Some of my close friends would remember my agony over how the hurt and anger may channel into something negative that could affect my studies. The lesson to be learned here is that nothing can really stop you from doing anything unless you allow it to. Not even heartbreaking realities or rock-bottom moments. My ‘making the most out of the moment’ strategy really works! Clarity of vision and knowledge of priorities were also very, very helpful. If you feel like almost everything is going against you, just try looking at the ‘bigger picture.’ Usually, your present troubles are merely little hobbits. (Haha. Redundant ata yan.) Do not allow yourself to get sidetracked.
I really believe that one of the more wonderful things that came about after this semester is that I finally got the chance to know more about myself than ever. I’ve never liked being vulnerable, but I later learned that these moments of weakness have allowed me to recognize strength that I never realized I had later on. Do not succumb to self-pity. Stop torturing yourself for answers that you know you can always look for at the right time, given the right opportunity.

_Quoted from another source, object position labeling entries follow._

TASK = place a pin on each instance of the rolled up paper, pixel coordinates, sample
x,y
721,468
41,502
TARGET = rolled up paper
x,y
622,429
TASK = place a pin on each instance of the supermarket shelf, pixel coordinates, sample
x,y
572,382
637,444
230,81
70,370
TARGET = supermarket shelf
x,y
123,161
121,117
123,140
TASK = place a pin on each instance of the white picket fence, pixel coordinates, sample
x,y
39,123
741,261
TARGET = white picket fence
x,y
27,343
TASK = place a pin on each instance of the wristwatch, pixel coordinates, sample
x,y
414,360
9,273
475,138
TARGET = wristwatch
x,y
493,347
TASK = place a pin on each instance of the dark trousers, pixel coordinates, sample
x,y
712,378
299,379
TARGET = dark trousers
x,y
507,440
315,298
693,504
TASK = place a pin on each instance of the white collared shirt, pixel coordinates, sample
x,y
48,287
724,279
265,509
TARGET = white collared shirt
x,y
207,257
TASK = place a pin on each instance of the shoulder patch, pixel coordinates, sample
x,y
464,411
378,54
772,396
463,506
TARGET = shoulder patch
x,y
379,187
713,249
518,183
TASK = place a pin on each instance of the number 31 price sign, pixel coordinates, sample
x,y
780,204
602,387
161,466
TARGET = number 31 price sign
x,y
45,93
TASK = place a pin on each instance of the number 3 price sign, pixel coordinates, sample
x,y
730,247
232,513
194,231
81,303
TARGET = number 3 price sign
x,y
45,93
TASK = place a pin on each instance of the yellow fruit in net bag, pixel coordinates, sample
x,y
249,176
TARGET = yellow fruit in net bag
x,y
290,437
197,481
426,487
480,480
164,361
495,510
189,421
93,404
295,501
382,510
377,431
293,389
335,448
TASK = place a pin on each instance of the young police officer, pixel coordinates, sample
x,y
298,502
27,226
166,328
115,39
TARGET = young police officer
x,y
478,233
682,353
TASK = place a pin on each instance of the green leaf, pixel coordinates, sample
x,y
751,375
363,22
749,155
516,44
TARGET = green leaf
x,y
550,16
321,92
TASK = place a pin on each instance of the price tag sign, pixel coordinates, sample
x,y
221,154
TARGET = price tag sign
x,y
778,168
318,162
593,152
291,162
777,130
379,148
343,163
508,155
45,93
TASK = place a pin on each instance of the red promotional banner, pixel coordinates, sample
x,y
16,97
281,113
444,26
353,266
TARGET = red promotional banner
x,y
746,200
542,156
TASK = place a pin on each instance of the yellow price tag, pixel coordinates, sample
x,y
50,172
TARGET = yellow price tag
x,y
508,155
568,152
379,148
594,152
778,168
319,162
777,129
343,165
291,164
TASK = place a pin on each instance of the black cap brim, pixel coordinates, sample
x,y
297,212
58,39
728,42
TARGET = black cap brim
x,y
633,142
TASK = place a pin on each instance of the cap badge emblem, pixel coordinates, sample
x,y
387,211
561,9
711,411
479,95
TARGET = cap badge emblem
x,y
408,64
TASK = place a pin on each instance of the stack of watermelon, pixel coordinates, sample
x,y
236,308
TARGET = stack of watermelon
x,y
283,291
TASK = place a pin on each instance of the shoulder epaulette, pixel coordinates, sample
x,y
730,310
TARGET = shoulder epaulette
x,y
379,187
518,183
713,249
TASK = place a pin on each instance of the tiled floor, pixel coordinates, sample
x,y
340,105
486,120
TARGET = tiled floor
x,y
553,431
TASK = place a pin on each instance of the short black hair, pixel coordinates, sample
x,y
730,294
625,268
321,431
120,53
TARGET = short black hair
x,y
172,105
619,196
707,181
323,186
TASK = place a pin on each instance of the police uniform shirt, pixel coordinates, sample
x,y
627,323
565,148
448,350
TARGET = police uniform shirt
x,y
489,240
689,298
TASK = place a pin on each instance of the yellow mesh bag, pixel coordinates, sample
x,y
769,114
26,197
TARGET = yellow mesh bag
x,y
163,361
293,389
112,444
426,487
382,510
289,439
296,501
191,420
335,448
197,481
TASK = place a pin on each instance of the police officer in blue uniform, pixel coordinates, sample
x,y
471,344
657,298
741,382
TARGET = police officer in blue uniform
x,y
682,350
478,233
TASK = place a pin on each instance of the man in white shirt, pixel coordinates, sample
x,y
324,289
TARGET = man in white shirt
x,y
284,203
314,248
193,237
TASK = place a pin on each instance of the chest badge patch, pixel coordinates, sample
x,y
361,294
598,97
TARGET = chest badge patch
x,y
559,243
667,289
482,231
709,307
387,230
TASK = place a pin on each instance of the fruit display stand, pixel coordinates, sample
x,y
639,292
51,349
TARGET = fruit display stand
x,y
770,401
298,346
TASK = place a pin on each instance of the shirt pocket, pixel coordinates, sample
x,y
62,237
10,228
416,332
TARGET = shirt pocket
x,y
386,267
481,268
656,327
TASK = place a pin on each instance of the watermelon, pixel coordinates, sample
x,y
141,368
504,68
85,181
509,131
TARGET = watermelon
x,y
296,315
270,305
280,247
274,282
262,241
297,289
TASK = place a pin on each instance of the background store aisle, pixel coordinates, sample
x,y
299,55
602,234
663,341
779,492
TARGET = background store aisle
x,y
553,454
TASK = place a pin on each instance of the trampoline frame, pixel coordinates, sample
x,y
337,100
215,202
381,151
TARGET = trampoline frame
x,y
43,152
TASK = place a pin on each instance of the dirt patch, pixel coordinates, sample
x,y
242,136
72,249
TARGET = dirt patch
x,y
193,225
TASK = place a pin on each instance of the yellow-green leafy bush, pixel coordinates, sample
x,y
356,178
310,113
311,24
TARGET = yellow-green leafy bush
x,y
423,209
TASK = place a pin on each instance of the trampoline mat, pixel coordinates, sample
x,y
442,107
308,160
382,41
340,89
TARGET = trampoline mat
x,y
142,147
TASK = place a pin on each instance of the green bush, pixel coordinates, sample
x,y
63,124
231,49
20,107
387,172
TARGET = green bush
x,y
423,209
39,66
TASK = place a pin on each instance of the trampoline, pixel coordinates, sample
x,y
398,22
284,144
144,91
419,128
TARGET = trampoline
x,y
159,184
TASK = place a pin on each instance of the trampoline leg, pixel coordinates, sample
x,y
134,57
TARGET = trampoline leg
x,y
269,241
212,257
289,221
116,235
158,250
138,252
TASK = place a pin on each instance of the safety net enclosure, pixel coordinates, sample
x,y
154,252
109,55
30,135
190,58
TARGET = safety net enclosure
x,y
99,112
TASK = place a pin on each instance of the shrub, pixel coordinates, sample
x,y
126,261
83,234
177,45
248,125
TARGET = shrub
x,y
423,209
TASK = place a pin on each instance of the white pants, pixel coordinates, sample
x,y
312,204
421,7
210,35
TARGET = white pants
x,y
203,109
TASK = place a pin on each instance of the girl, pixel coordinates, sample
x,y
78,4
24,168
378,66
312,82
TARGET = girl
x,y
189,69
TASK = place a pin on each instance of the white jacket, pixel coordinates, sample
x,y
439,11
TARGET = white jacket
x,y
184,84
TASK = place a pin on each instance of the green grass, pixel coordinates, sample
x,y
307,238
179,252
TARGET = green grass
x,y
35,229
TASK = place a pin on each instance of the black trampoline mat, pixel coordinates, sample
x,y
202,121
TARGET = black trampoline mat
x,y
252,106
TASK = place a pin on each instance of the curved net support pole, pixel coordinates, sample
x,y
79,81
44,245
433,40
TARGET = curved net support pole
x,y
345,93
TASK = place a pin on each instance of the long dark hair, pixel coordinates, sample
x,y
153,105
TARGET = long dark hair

The last few posts will be there to remind me of moments like these. It’s like some kind of high that can possibly maybe rival that of falling in love. Okay, siguro hindi. But pretty damn close. This post will be one of the many testaments of my best friend’s SLP, and that there is indeed a light at the end of the tunnel.
This is me feeling like I can do anything. *insert big ass grin of a smiley.*
It’s just a moment of course. And still, like just any fleeting moment, it dwindles, dissolves and eventually fades into the background. But they are my own, and they make up who I am. It’s truly a comforting feeling, knowing that I can continue to have moments like these. Sigh. I can live for these moments.
And if I keep this up, there’s a big chance I can graduate with the honors I want. Sweeeeeet.
I also ended up yesterday at my fellow BlueRepper, Didang’s house for a CORE meeting and then later at night for dinner and drinks at Eastwood with my lovely blockmates. We toasted on to our long, long breaks next sem and for most of us getting Fr. D.
I’m really looking forward for the next semester. I say, bring it on.